Big, strong, and proud

One day last week I was working on something around the house, while watching Layla out of the corner of my eye as she crawled around and played with her toys. When I wasn't looking, she yelled "eye-ya" to get my attention. She was STANDING on her own in the middle of the room with no support whatsoever, with this huge proud smile on her face. Since then, I've seen her do it many times... she gets up from a seated or crawling position on the floor, without using anything at all to pull herself up. She has even walked several steps unassisted after standing on her own. She is so big and strong!

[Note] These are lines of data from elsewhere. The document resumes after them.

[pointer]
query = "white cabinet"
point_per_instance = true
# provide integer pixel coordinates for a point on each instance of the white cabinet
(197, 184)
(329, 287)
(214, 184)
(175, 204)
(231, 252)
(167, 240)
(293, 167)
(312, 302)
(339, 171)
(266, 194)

Each day I count our blessings that she is not sick or has not suffered physically from being born and then raised in a third-world country for the first 15 months of her life. We have received most of her bloodwork back and all is well. However, she did have a positive PPD, which means that she was infected with tuberculosis but since she is healthy her body has prevented an "active" case of TB. It is not surprising she was exposed to TB considering where she lived. Many of us, including myself, have also been exposed to TB without even knowing it, and just having a positive PPD doesn't mean that the TB will ever become active. (Read about it here.) There is a medication (INH) you can take to prevent the TB infection from ever becoming active. I myself took INH for 9 months. (I remember that period well because I wasn't allowed to drink ANY alcohol while on the medication since it's hard on your liver.) Layla's pediatrician felt it would be best to treat her preventively, so she is now on INH for a full 6 months, during which time we have to monitor her liver functions (ugh, more needles). Unfortunately, INH isn't particularly easy on your stomach when you first start taking it, so she broke her vomitless streak last Friday, and several times since. This problem should decrease as her body adjusts to the medicine. Then I will just have to worry about getting 9ml of the stuff into her every day. That's a whole other issue!

But yes, I do count our blessings every day. I think about where she was born and how she may have lived for the first months of her life, then how she lived in at least a couple different orphanages where other orphaned or abandoned children with their own issues lived alongside her. The health issues she could have developed are without limit. As much as we all struggle with American healthcare, at least we have medicines for things that kill people in countries like Ethiopia. And we have food and clean water to keep us healthy. Little Layla could have ended up sick and dying in a "hospital" over there, or she could have been relegated to living (and probably dying) on the streets or in an institution. It breaks my heart to think: a) that this precious and completely innocent human being could have suffered a totally different fate, and b) that there are so many other precious and innocent children in the world who have to deal with the fate handed to them when born in a third world country. (According to UNICEF, in 2005 there were nearly 5 million orphans in Ethiopia alone. Click here to read more Ethiopia statistics from UNICEF.)

Considering how big and strong my little girl is, I thought it was time for her to graduate from a high chair to a booster seat. So here she is posing in her new seat on the first day that she used it. Doesn't she look BIG, STRONG, and PROUD???